Bounded in a nutshell
Hamlet muses, "I could be bounded in a nutshell, and count myself a king of infinite space—were it not that I have bad dreams." But what about good dreams? A History Blog post on a 16th C prayer bead prompts the question, How could a two-inch sphere that opens to an intricately carved interior be used in a story?
Double portrait
This striking double portrait caught my attention mostly because it's beautiful, but I lingered over it because it falls in the period of my work-in-very-slow-progress, "Anonymity." I checked, and, sure enough, Edmund Charles Tarbell (1862–1938) was an almost exact of the real Jeanette Smith whose story prompted my delve into the experience of women art students in Paris. (Surprise, surprise! Tarbell also studied at the Académie Julian.)
Seven basic emotions
An article in the Guardian about the inner lives of dogs includes an observation on "the theory that all mammal brains share seven primary emotional systems: fear, rage, lust, 'seeking,' panic/grief, care, and play." Sort of like the Seven Deadly Sins for the 21st C? There certainly seems to be a human proclivity to list things in sevens; and it might be interesting to try to write a series of stories, each to illustrate one of these seven basic emotions (or those from another list). Perhaps with an animal in each!
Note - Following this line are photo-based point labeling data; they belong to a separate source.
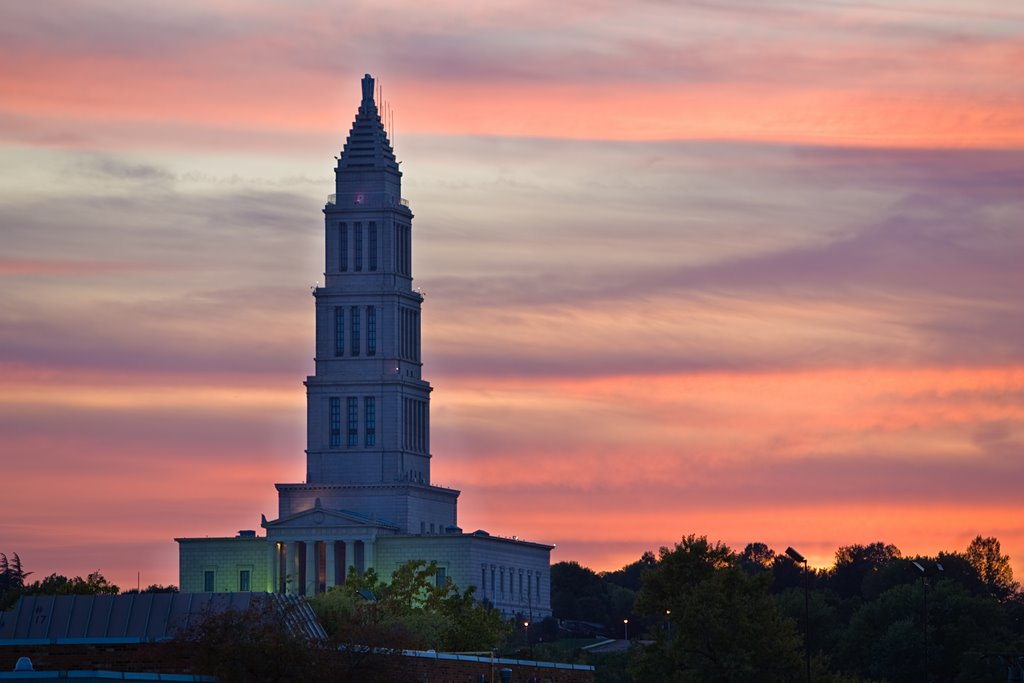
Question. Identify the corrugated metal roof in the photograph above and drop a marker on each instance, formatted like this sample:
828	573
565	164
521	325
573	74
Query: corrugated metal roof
144	616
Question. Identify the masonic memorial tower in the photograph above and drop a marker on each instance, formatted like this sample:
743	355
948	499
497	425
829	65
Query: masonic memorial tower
368	500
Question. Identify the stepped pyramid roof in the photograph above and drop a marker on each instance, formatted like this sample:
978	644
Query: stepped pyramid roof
368	145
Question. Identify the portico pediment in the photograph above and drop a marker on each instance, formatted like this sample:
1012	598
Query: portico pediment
339	522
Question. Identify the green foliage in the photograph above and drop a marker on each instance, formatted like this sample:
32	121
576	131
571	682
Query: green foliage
256	645
94	584
154	588
724	624
409	611
12	577
992	566
737	617
856	565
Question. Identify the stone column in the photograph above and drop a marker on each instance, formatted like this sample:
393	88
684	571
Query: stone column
332	563
271	569
368	554
349	555
310	567
292	565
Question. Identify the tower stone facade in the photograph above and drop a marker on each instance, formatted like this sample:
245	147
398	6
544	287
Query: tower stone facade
368	500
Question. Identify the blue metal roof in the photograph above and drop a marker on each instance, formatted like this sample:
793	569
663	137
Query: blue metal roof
135	617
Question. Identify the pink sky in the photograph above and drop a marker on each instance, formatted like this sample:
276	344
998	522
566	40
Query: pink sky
747	269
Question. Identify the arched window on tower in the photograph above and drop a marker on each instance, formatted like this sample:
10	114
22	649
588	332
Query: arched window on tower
357	246
372	246
342	247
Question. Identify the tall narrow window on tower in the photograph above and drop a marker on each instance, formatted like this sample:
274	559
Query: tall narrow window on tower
416	336
342	247
353	421
335	422
371	331
372	246
357	246
339	331
354	327
370	408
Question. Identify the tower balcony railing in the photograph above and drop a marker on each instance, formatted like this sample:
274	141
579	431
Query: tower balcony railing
333	200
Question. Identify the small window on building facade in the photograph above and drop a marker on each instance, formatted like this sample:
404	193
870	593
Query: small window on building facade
339	331
371	331
371	418
353	421
245	581
357	246
354	318
335	421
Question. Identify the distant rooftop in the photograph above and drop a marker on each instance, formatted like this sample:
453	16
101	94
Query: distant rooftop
135	617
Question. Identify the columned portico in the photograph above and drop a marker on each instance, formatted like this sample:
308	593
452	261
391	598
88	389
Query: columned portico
331	562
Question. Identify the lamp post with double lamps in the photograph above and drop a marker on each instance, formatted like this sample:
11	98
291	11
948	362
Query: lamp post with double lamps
797	557
924	582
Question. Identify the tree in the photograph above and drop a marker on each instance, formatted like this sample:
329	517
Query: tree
723	626
12	578
757	557
410	611
856	563
155	588
94	584
256	645
992	566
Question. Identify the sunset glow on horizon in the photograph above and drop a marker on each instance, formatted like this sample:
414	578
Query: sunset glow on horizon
751	270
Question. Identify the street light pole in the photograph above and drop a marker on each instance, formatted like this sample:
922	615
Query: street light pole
924	583
797	557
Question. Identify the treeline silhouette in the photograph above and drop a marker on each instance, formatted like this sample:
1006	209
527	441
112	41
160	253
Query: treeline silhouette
701	611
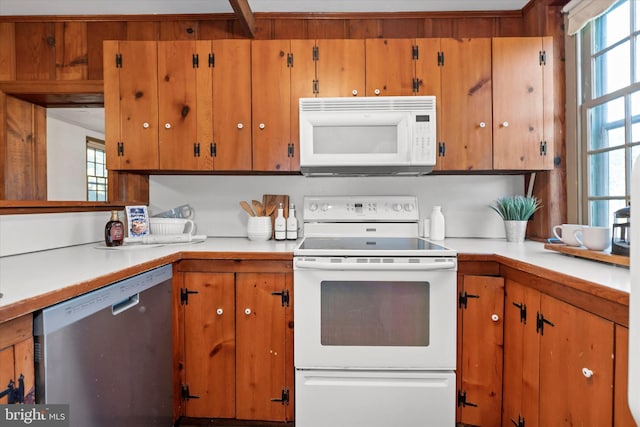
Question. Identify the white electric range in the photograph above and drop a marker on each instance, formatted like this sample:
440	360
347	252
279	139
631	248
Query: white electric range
375	316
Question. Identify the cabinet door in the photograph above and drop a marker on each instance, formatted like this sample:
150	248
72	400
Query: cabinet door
261	346
303	85
24	159
390	67
209	345
16	357
204	106
465	119
480	366
131	105
576	367
232	105
523	112
340	67
521	349
621	413
271	105
177	105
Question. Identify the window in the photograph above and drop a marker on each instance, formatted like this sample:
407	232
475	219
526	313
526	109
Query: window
96	171
610	110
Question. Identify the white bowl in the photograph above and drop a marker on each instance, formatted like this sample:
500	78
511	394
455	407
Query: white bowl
259	228
171	225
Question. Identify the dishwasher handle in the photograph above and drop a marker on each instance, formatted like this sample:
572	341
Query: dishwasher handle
405	266
125	305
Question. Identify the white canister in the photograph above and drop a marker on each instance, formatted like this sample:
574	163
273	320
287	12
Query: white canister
436	231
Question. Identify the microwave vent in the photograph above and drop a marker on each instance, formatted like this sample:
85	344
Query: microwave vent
373	103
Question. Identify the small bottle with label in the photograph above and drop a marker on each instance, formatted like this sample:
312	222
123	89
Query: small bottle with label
114	231
436	231
292	223
280	226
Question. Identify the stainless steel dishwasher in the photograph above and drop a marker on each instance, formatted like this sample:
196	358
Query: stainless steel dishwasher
107	354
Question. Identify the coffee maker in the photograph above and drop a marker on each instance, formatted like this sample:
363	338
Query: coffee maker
621	239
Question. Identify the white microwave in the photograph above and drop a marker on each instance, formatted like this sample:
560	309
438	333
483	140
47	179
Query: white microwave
390	135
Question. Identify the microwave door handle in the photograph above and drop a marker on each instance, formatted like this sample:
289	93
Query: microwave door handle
326	265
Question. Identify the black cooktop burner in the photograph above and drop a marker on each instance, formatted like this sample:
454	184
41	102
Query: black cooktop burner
369	244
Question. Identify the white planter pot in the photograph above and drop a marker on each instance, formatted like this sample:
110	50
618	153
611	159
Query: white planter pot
515	230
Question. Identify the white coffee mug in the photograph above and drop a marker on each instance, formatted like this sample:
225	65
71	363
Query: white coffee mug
594	238
567	233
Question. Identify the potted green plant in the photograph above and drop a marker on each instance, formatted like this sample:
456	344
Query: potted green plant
515	211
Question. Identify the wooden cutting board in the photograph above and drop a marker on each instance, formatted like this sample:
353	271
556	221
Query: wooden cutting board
275	200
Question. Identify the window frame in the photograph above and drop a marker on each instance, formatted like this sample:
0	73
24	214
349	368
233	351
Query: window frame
97	145
582	67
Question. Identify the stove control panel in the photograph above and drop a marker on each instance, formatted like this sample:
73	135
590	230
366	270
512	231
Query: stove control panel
360	208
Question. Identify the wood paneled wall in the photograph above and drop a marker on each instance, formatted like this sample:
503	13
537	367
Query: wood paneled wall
70	48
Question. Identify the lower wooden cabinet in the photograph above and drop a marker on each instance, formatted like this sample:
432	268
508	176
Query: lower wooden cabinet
479	373
527	358
558	362
16	361
236	330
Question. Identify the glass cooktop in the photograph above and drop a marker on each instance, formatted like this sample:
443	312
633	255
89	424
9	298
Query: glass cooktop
396	245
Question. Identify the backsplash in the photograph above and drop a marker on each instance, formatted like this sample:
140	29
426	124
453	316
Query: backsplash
464	201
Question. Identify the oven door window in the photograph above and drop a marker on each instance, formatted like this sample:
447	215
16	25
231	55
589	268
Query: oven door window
374	313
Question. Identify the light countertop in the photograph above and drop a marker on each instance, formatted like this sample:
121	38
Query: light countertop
33	281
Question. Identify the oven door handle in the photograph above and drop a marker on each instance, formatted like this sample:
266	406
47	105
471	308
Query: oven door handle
323	265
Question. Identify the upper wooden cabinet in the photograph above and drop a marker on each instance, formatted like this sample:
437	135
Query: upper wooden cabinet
523	103
23	152
232	105
465	113
390	67
170	111
131	105
224	105
271	62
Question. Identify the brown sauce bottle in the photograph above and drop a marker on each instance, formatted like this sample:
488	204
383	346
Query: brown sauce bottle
114	230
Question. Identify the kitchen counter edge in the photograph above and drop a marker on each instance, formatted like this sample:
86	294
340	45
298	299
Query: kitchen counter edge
598	279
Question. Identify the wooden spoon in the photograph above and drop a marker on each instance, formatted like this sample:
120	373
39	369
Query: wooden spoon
270	209
257	206
247	208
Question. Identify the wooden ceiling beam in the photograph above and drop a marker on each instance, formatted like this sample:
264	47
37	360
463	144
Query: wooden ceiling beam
245	15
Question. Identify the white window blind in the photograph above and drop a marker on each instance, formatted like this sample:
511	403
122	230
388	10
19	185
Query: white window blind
580	12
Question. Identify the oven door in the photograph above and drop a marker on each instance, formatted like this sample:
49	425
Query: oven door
330	398
382	315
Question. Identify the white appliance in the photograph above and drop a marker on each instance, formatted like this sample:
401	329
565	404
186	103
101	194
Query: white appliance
374	315
387	135
634	297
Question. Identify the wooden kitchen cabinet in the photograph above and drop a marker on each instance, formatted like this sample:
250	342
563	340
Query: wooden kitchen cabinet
223	108
523	116
17	360
237	356
23	138
465	113
479	373
271	62
390	67
192	127
621	413
558	362
131	105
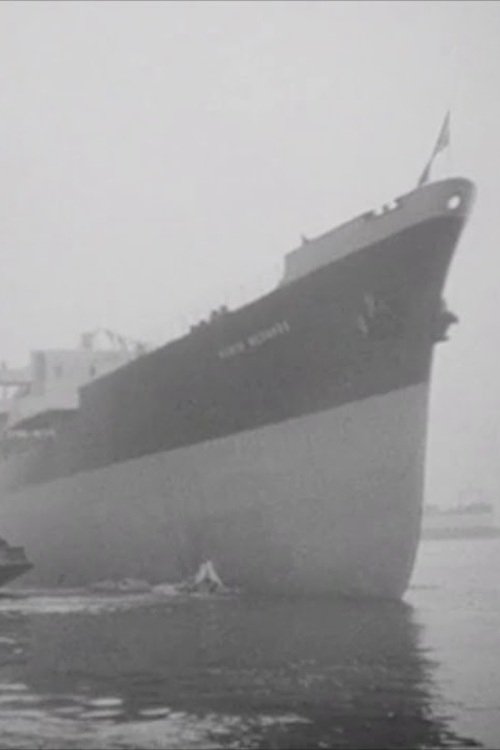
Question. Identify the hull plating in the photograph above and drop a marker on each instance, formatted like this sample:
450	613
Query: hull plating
327	502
Image via The British Library
Nine steps to a ghost story
A look at Christmas ghost stories this year somehow sent me to Tales of Moonlight and Rain by the 18th C Japanese master, Ueda Akinari. In his introduction, the translator, Anthony H. Chambers draws on an analysis of Chinese stories about anomalies—the weird, the uncanny, the ghostly—to derive a typical structure for Akinari's tales (see pp. 22–24). Following it step by step can turn into a dandy writing exercise.
Treacle Walker
The news that at eighty-seven Alan Garner has just published another novel—Treacle Walker—is reason enough to celebrate. No surprise: it's superb. As always, Garner's prose has the compactness, rhythms, and multilayered power of poetry. His imagination is vivid and odd. And it's all rooted in the part of Cheshire where he grew up and has lived almost all his life. Another reason to celebrate: he has made a gorgeous promotional video that shows the house in which the story is set, a copse that plays a part in it, and three talismanic objects.
Clearing the clutter (1): Maid reading in a library
In the dreaded process of preparing to buy a new computer, I am trying to clear out old files and links—and, of course, being distracted by coming across images and texts I had saved but forgotten about. Emblematic case in point: Maid reading in a library.
Tanaudel’s TV sketching
Blog post alert: Something I would never have thought of: jotting down quick sketches—graphic or verbal—of what you see in the background while watching television series. Kathleen Jennings did. Read her post on TV Sketching—Backgrounds. Then try it!